Alles wat daar tussen ligt is een struinen door een dichterslandschap waar we Vasalis ontmoeten, Hans Warren, Hanny Michaelis, Hugo Claus, Ester Naomi Perquin, Hester Knibbe, Ed Hoornik, Leopold, Leo Vroman, Esther Jansma, Paul Rodenko, Lucebert, Remco Campert, Maria Barnas, Maria van Dalen, Kira Wuck, Lies van Gasse, Ingmar Heijtze, Menno Wigman, Ida Vos, Rob Schouten, Mark van Tongele, Karel van Woestijne, Stefan Hertmans, Ilja Leonard Pfeiffer, Tsjead Bruinja, Sasja Jansen,Adriaan Morrien, Annie M.G. Schmidt, Slauerhoff, K. Schippers, Marjolein van Heemstra, Hagar Peters, Chrétien Breukers… Een onuitputtelijke bron van namen die genoemd mogen worden, als een gedicht op zich. Het blijft verrassen wie er allemaal in staan en voor een deel is het een heerlijk feest der herkenning.

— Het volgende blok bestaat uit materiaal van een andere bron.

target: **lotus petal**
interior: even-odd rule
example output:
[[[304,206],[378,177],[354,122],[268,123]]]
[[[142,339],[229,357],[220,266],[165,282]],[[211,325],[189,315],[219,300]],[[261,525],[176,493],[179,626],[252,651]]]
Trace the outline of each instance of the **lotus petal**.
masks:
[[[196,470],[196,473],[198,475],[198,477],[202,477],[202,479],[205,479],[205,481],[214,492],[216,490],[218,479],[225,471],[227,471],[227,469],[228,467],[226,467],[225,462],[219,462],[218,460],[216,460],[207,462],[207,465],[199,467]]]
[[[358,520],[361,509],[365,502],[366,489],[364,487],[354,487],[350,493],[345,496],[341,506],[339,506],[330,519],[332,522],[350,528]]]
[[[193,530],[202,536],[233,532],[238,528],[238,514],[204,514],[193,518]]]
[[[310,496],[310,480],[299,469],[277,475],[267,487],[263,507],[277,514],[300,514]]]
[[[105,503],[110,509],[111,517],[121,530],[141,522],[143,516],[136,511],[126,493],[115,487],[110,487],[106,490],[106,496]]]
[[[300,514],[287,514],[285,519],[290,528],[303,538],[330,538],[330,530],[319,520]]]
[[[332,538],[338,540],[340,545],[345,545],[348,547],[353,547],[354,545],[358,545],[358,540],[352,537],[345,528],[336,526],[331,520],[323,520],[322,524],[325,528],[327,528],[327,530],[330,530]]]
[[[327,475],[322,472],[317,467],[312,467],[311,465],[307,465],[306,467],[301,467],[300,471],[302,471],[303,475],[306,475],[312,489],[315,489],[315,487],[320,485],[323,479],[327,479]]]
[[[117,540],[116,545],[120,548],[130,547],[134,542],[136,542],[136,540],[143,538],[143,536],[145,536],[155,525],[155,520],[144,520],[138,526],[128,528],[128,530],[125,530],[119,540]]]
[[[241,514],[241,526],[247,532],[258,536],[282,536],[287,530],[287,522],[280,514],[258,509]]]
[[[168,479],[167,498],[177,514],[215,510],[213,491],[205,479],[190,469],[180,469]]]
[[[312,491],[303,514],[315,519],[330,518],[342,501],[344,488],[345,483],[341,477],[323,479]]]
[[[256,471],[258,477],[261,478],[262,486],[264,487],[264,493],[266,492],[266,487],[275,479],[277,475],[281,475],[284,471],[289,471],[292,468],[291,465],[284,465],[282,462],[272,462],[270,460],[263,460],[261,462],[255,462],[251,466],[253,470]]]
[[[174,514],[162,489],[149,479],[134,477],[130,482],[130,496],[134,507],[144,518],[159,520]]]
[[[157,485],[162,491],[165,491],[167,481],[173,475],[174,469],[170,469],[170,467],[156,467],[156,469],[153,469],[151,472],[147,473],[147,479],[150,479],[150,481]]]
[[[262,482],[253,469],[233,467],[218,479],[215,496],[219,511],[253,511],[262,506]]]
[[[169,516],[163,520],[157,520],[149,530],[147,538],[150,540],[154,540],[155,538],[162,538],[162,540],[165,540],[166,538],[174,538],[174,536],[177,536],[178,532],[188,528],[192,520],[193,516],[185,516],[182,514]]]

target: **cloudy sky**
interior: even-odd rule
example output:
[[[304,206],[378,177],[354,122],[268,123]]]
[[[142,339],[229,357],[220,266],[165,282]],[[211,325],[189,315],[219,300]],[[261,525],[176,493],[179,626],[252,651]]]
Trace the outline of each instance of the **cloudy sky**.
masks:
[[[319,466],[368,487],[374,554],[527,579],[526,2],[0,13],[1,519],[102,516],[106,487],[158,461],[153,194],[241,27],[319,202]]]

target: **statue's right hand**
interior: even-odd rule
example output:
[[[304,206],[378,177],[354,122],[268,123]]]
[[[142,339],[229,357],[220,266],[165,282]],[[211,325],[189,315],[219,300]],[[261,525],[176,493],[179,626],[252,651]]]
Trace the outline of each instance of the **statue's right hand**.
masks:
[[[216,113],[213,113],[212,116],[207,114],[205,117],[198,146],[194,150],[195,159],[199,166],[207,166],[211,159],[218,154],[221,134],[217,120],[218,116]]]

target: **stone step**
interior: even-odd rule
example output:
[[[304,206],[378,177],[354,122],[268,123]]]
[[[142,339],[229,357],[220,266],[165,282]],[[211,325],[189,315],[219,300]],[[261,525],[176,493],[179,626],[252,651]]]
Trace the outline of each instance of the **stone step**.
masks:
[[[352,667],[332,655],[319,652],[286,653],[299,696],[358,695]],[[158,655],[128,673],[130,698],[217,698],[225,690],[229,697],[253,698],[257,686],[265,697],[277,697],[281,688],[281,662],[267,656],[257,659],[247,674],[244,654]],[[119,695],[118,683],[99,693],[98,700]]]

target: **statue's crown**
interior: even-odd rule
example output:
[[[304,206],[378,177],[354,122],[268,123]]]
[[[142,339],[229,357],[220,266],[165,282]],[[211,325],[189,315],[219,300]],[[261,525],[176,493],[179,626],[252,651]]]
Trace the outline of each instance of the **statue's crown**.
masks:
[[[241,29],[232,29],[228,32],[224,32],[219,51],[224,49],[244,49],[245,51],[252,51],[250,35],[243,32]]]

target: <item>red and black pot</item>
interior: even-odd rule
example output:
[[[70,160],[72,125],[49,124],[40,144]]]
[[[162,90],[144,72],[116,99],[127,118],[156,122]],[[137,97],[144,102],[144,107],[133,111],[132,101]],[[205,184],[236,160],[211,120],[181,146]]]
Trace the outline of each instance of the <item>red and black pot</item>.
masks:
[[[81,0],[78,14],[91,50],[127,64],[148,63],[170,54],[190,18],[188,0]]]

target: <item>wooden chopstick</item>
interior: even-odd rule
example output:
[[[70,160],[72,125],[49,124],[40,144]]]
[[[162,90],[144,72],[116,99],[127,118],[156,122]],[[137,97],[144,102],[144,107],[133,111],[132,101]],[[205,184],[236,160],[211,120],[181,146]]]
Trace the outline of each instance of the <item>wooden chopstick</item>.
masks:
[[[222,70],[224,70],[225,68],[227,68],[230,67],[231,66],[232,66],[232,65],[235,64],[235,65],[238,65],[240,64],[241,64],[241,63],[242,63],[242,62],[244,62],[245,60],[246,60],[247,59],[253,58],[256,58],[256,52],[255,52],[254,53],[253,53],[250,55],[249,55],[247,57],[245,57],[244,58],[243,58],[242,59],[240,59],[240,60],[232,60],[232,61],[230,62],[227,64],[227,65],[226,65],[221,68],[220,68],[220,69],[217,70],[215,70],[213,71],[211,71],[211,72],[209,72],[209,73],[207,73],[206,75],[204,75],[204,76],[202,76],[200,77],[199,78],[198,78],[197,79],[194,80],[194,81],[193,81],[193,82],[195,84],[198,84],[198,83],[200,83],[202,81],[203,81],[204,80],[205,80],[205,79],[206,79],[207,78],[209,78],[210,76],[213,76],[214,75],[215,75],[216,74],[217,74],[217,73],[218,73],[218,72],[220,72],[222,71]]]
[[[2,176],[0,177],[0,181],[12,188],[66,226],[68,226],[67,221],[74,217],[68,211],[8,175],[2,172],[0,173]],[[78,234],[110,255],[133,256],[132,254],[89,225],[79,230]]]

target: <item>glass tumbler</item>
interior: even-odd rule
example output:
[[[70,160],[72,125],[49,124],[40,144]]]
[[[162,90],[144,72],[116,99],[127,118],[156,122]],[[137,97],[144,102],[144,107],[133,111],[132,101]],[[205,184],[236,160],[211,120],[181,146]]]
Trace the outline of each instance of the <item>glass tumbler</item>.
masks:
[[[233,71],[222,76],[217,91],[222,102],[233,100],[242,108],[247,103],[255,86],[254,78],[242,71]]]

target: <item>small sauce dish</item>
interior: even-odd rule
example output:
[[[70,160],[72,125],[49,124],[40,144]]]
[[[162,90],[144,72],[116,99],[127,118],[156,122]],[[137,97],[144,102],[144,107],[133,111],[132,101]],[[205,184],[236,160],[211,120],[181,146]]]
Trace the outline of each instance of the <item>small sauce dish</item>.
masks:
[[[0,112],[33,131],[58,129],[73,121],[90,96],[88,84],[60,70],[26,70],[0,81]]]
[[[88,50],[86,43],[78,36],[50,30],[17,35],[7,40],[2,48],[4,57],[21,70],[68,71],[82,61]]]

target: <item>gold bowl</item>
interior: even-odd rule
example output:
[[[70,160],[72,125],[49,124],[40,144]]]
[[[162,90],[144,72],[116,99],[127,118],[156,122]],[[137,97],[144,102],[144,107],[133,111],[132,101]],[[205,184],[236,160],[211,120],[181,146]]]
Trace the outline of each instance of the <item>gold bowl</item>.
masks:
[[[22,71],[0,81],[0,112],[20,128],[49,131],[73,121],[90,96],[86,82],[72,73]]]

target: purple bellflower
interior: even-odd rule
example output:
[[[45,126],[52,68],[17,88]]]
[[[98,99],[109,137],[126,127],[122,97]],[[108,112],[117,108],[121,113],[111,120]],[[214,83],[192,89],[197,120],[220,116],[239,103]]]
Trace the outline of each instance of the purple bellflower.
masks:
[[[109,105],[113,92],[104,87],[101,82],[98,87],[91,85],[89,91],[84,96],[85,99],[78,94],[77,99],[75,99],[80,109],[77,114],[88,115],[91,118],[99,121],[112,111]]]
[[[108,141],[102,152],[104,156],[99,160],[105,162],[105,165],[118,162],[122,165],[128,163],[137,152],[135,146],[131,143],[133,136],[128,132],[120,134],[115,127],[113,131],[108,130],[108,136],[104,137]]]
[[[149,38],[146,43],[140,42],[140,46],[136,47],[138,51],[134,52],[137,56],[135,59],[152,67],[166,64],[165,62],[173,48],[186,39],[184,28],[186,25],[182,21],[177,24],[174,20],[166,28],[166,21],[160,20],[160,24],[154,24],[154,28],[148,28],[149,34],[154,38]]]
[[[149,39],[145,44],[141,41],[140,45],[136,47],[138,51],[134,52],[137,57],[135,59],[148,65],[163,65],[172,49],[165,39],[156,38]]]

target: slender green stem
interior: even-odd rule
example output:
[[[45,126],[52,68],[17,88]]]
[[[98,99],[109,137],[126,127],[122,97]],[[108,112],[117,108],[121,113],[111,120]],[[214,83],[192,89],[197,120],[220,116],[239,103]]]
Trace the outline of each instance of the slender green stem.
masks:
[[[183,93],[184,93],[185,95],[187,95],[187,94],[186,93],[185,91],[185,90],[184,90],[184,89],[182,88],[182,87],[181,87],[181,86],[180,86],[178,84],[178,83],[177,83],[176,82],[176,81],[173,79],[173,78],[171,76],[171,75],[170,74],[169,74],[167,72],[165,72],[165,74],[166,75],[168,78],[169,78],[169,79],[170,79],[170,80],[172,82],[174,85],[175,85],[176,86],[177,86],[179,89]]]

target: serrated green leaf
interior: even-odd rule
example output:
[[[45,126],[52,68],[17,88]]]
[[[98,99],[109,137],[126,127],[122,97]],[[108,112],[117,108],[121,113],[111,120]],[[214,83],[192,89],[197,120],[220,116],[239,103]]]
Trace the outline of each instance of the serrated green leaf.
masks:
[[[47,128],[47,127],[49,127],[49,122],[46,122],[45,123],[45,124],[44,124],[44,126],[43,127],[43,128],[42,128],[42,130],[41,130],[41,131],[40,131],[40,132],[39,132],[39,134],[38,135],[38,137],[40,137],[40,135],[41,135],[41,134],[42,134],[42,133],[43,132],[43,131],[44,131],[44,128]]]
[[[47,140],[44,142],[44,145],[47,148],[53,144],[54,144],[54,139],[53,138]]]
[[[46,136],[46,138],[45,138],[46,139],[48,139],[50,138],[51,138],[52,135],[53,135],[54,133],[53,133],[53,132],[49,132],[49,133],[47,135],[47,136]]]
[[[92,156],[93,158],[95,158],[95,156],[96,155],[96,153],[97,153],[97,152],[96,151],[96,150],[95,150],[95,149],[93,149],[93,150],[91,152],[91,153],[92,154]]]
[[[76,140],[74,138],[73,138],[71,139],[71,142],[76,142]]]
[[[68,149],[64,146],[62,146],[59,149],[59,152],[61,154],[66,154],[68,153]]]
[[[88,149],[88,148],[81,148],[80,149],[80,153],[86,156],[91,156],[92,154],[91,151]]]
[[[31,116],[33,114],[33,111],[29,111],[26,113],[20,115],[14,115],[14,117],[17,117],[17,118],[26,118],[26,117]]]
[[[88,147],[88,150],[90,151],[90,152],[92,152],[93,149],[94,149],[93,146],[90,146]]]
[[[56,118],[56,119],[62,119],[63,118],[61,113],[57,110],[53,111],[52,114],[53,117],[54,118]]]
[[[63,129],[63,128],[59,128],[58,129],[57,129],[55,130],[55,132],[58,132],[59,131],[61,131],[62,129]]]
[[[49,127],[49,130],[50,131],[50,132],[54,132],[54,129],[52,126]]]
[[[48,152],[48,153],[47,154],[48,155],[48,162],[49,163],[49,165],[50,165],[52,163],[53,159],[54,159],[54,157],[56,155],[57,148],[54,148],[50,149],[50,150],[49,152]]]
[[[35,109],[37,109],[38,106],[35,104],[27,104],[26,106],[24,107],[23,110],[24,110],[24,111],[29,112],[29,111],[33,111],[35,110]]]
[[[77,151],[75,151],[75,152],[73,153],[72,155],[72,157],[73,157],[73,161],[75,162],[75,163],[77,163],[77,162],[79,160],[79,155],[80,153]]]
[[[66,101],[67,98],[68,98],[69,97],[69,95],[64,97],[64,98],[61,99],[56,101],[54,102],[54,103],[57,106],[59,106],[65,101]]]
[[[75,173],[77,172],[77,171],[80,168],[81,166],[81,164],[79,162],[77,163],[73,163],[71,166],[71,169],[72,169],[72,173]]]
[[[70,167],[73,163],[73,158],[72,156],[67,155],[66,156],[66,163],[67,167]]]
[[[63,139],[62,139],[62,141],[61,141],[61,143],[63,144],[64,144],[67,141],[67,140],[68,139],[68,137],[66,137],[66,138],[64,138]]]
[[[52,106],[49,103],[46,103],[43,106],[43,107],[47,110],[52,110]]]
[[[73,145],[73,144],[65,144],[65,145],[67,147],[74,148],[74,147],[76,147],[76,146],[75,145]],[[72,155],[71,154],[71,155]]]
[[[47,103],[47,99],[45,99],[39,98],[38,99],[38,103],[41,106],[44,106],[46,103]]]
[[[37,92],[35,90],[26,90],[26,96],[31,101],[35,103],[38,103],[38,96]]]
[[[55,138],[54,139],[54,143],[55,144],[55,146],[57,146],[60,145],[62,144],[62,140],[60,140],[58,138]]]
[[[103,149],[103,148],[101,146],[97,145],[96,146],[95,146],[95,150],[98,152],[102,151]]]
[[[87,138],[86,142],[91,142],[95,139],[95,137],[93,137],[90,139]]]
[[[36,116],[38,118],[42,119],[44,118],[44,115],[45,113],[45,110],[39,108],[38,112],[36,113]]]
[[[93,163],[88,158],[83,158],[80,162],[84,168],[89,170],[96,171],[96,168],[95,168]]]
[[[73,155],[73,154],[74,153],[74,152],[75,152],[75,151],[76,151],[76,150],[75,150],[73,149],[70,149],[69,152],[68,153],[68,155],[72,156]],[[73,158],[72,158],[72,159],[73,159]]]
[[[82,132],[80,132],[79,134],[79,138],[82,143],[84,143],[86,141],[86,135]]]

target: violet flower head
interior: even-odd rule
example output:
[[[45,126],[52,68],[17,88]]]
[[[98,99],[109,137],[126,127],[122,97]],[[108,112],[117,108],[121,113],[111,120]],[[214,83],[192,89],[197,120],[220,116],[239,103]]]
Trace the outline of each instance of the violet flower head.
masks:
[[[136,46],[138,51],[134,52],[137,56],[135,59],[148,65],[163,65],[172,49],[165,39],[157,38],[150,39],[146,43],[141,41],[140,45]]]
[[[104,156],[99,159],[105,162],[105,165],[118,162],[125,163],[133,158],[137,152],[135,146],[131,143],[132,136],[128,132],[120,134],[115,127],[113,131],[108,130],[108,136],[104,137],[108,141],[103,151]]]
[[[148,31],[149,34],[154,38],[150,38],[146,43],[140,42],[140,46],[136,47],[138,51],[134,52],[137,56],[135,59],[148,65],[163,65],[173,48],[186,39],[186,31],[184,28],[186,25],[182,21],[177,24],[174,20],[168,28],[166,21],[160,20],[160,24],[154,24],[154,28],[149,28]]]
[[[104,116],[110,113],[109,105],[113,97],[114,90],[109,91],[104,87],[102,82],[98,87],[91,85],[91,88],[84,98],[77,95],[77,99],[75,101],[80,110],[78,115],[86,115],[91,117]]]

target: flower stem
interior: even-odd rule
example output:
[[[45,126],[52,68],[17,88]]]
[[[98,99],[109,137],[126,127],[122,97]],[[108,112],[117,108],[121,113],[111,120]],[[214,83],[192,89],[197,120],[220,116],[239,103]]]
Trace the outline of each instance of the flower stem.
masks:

Deze bloemlezing vormt ongemerkt een brug tussen de tijd dat poëzie serieuzer en zwaarder van aard werd geacht, (en alleen voorgedragen in kleine kring) en deze tijd waarin poëzie vooral via podium/theater festivals wordt beleefd. Er zijn nog nooit zoveel poëziefestivals geweest als in de laatste tien jaar. Voor Jozef Deleu maakt dit niet uit. Van hem kun je verwachten dat hij al die 600 gedichten kent en ze met gevoel voor tijd en persoon gekozen heeft in de stilte van zijn werkkamer, poëtische bronnen aansprekend waaruit woorden vloeien voor levensmarkerende momenten. Zijn onvermoeibare inzet om poëzie die er toe doet wereldkundig te maken, is wederom zeer prijzenswaardig.